Your current idea of using a range query on the primary key is probably the best bet. I don't see how partial indexes could help with that. You would need a series of partial indexes which would in aggregate be a total index, and with BTREE indexes used for range queries that would be pointless. But, the success of this method is likely to depend on the rows of your table being physically approximately ordered by the primary key value. You can enforce this ordering by using the CLUSTER the command, but that is itself a very expensive operation to do.

If you want to get PostgreSQL to parallelize this for you, you would have use a dummy query which selects everything:

COPY (SELECT * FROM metrics) TO 'metrics.csv' DELIMITER ',' CSV;

and you will probably also need to dramatically lower the "parallel_tuple_cost setting", perhaps all the way to zero. But this is not likely to give you an actual improvement, because the bottleneck (if it is not disk IO) will be in converting your data from its internal binary format to the text format that is going to be output by the COPY. This conversion is always done in the leader process, not the parallel workers.

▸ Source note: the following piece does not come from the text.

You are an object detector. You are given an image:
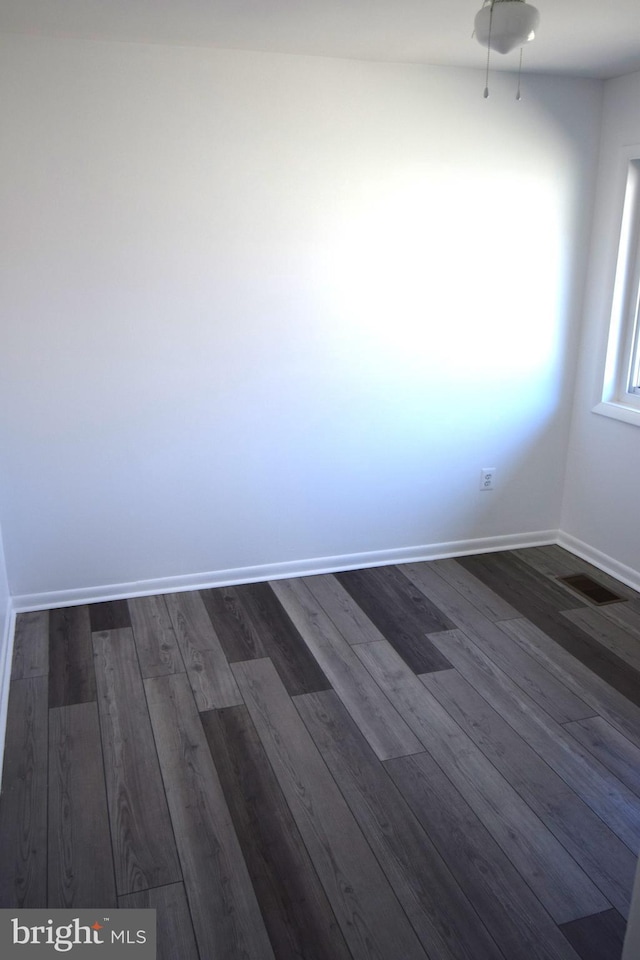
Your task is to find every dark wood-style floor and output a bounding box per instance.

You can kind of get around this, by writing your queries so the heavy lifting is explicitly done in the query itself:

COPY (SELECT col1::text, col2::text, col3::text, ... FROM metrics) TO 'metrics.csv' DELIMITER ',' CSV;

Now the lead process still needs to scan all that text for things which need to be escaped/quoted, but at least it doesn't need to convert JSONB to text for all the rows by itself. In my hands, using 7 parallel workers (8 processes including the leader) cuts the time required to COPY...TO in half. The overhead then becomes the communication from the parallel workers to the lead process. The way to remove that is to go back your original suggestions of indexed range queries in separate sessions.